A 80 kilomètres de Dakar, plus précisément à Saly Portudal, ville touristique par excellence, située dans la région de Thiès, département de Mbour, la menace est pressante, mais elle se ressent moins dans les ruelles qui grouillent d’Occidentaux. « Vous voulez que je fasse quoi », nous demande ce sexagénaire français. « J’ai ma maison ici à Saly où je vis depuis bientôt 5 ans, je ne vais pas l’abandonner et partir sous prétexte qu’il y a la menace terroriste. Et puis, quel est endroit est le plus sûr dans ce monde ? C’est là la question. Les terroristes ont frappé en France, ils ont frappé en Belgique. Pourtant, ces pays sont supposés plus sûr que l’Afrique, et ils ont été touchés par les terroristes. Alors, si on me demande si je suis en sécurité ici au Sénégal, je répondrai par l’affirmatif », lance-t-il avec assurance. Cela se comprend en partie, compte tenu du dispositif sécuritaire mis en place.

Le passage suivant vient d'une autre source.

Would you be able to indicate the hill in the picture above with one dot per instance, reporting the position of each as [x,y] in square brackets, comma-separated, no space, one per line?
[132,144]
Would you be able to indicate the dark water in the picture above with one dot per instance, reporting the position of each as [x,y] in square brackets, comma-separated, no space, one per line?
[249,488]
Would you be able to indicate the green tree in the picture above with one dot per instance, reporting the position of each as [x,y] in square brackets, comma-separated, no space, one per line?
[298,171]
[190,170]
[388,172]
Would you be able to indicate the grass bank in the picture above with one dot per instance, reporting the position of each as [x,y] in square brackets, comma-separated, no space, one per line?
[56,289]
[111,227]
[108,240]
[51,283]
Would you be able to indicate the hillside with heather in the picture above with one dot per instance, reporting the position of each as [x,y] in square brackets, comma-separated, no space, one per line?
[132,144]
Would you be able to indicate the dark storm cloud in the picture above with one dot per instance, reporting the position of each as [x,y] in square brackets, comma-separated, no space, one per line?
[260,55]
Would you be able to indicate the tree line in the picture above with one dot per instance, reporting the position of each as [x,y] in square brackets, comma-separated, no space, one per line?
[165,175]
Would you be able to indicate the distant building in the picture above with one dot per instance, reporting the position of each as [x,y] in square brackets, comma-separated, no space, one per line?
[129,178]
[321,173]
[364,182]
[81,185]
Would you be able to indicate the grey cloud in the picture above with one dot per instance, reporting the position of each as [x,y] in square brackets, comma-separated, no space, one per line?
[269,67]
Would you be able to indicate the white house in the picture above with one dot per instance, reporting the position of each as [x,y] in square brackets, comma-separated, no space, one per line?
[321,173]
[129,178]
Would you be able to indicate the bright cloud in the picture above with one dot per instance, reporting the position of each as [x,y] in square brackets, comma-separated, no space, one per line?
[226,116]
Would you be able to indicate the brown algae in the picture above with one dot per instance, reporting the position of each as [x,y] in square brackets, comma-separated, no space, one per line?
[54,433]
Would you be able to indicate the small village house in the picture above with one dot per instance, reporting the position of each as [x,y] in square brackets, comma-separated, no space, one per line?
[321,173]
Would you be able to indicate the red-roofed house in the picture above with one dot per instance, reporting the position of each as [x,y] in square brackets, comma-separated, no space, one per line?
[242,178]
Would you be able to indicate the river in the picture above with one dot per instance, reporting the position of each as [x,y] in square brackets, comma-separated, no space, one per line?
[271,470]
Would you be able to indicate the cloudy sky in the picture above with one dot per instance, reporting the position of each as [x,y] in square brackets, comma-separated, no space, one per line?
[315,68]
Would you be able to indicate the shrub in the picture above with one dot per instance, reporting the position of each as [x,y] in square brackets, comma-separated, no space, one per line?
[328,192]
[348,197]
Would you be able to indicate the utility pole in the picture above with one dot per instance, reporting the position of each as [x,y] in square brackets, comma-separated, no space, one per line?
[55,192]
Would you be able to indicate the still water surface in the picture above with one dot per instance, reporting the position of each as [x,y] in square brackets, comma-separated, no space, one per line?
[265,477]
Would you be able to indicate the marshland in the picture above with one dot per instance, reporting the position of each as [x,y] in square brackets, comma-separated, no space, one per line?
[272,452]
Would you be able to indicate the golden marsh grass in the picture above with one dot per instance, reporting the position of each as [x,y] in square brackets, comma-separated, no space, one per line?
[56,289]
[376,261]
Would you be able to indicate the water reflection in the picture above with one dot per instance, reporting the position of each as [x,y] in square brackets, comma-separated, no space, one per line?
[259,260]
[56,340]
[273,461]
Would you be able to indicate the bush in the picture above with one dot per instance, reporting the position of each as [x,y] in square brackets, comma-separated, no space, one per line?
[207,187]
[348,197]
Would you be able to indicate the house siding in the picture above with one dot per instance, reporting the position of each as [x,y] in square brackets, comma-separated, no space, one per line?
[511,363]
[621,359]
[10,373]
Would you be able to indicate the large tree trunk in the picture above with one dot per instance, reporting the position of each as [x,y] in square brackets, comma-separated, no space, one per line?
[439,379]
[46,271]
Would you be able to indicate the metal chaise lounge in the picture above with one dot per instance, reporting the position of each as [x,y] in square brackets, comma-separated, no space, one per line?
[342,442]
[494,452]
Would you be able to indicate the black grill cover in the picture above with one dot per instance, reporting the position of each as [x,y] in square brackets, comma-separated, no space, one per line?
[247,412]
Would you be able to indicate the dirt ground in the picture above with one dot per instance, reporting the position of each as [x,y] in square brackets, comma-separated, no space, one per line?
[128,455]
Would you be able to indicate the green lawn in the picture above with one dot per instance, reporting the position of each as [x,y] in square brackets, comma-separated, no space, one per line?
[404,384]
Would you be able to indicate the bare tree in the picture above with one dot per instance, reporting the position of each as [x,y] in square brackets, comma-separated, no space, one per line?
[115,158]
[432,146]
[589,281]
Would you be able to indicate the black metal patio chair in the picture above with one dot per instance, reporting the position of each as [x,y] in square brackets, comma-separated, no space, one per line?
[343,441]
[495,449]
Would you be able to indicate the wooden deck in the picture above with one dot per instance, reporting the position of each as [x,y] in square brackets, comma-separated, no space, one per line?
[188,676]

En effet, selon ce gradé de l’armée sénégalaise qui a préféré requérir l’anonymat, « outre les services de sécurité visibles sur le terrain, le Sénégal a déployé beaucoup plus d’agents de s force de l’ordre qui sont en civil et se fondent dans la foule. Ils sont armés et prêt à intervenir. A mon avis, toute personne qui compte mener un forfait sera abattu par un agent en civil avant qu’il n’agisse ». Une assurance donnée, mais qui ne se reflète pas chez les citoyens puisque ce petit commerçant d’objets d’art dit se tourner les pouces depuis les alertes données quant à une imminente menace terroriste sur le Sénégal. Mamadou Diouf est convaincu que si les touristes se font davantage rares dans son petit commerce, il va plier bagages et rentrer dans son fief, un village qui se trouve derrière la ville de Touba. « Le menace terroriste a vraiment ralenti les affaires ici à Saly, depuis que le gouvernement a lancé l’alerte. Les touristes sont moins fréquents sur les lieux publics. Ils vont moins dans les marchés et autres restaurants. Cela joue beaucoup sur les recettes. Il ne serait pas étonnant de voir certains complexes hôteliers mettre la clé sous le paillasson tellement la clientèle se fait rare ».

A Obama Beach, un complexe hôtelier situé sur la plage, les touristes sont présents, mais beaucoup moins qu’avant. La raison coule de source : « La menace terroriste annoncé sur le Sénégal. Mais nous on ne sent pas trop cette incidence su notre clientèle qui est diverse et variée », nous confie cette serveuse sous le couvert de l’anonymat. Elle poursuit en avouant que le complexe « reçoit moins d’Occidentaux qu’avant. Et c’est normal, car la menace a été annoncée partout. Forcément, certains seront réticents quant à l’idée de fréquenter des plages, surtout que l’attaque d’Abidjan a été perpétrée sur une plage ». Pour autant, elle « prie pour que les terroristes ne frappent jamais le Sénégal, qui est un pays musulman et frère par ailleurs ».

Le constat est là, la menace terroriste est présente au Sénégal. Elle affecte d’autant plus les commerces et autres établissements hôteliers qu’elle a fini d’installer la psychose dans ce pays d’Afrique de l’Ouest jadis connu pour sa stabilité politique certes, mais aussi et surtout sécuritaire, socle d’une économie en bonne santé.